With a Presidential Election just over a year away, Americans are witnessing a spirited debate about our country's role in the world. This discussion is healthy for our democracy, and I follow it as a happily retired spectator. In the midst of our differences, there should be at least one issue on which all Americans can agree: helping the people of Africa fight disease advances both our interests and our ideals.
For too long, Africa was viewed as a continent to exploit or ignore. In our early years, Africa was the origin of many American slaves. Later, many saw Africa primarily as a source of raw materials such as diamonds or oil. Meanwhile, the African people suffered terrible hardships—from colonialism to genocide—and the world did not do enough to help.
At the turn of the millennium, Africa faced another devastating challenge. The HIV/AIDS pandemic had killed 10 million people on the continent. In some African countries, estimates indicated that 1 in 4 people carried the HIV virus. Although modern technology had reduced the cost of life-saving drugs, fewer than 50,000 Africans received the medicine they needed to survive.
As President, I found it morally unacceptable for the United States to stand aside while millions of people died from a disease we could treat. I also recognized that saving lives in Africa serves America's strategic interests. When societies abroad are healthier and more prosperous, they are more stable and secure. They become markets for our producers, not exporters of danger or sources of humanitarian crisis.
In 2003, I proposed—and legislators from both parties enacted—the President's Emergency Plan for AIDS Relief (PEPFAR). Since then, the number of Africans receiving life-saving medicine has grown from 50,000 to more than 7 million. Tens of millions more have benefited from AIDS testing and education about prevention. A continent once on the brink of catastrophe is now living with new hope—a transformation some have described as the "Lazarus effect." And as African nations have grown in health and stability, our country has benefited.
PEPFAR has been an inspiring success, but that success has revealed new challenges. Researchers have learned that women living with HIV are four to five times more likely to develop cervical cancer. Like AIDS, cervical and breast cancer often strike African women in their most productive years, destabilizing families and communities. Also like AIDS, cervical and breast cancer are largely preventable and treatable.
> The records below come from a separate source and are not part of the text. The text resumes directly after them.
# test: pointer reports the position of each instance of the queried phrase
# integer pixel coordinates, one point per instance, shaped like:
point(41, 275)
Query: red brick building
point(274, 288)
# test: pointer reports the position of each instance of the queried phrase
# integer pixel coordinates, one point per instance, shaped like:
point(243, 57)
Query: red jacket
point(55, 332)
It makes no sense to save a woman's life from AIDS, only to let her die from treatable or preventable cancer. So four years ago, the policy institute at the George W. Bush Presidential Center partnered with the U.S. government, Susan G. Komen and the Joint United Nations Programme on HIV/AIDS to launch an initiative called Pink Ribbon Red Ribbon. Working with local partners in Africa, we have screened nearly 200,000 women for signs of cervical cancer. We have screened more than 6,000 women for breast cancer. And more than 40,000 adolescent girls have received vaccines to protect against the virus that causes cervical cancer.
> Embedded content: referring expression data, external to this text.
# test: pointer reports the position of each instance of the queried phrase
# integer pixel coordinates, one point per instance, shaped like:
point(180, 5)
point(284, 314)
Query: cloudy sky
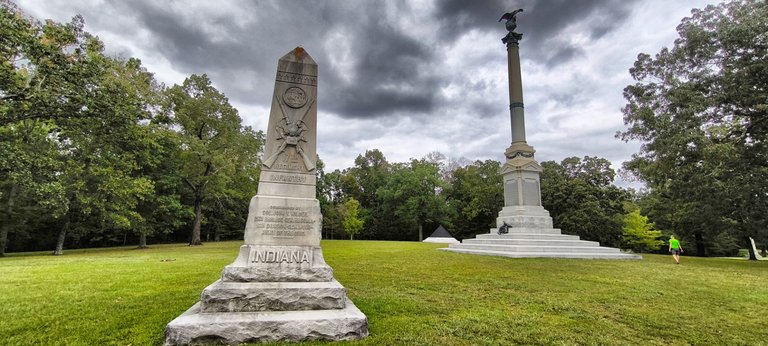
point(404, 77)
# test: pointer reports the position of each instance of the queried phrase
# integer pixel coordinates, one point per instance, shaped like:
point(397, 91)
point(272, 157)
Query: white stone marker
point(279, 286)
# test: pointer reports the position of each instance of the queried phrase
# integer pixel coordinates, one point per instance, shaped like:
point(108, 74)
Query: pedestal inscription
point(279, 286)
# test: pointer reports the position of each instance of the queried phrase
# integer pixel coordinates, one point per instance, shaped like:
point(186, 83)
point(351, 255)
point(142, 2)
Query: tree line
point(95, 152)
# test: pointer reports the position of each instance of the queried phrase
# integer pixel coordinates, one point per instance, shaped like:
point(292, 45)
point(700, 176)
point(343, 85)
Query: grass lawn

Laura and I have seen the results of Pink Ribbon Red Ribbon up close while refurbishing health clinics in Zambia. Before the clinic we worked on in Livingstone opened, women lined up outside for cancer screenings. Although some women in line looked apprehensive, many looked joyful, because they understood that this simple medical procedure could save their lives.
Pink Ribbon Red Ribbon is making a difference, and it is growing. The initiative now includes more than 20 private-sector organizations, including major medical-research companies and charitable foundations. At the Global Women's Network summit last month at the Bush Center, ambassador Deborah Birx announced that PEPFAR will contribute an additional $7 million to Pink Ribbon Red Ribbon, meaning that the generosity of the American people will continue to support the fight against AIDS and women's cancer in Africa.
Spreading health and hope in Africa is a cause worthy of our great nation. This work reflects American compassion and reinforces American interests. Promoting stability abroad protects our security here at home. Whatever other foreign policy disagreements may arise over the course of this campaign, saving lives in Africa is one priority that should remain beyond debate.
Bush was the 43rd President of the U.S.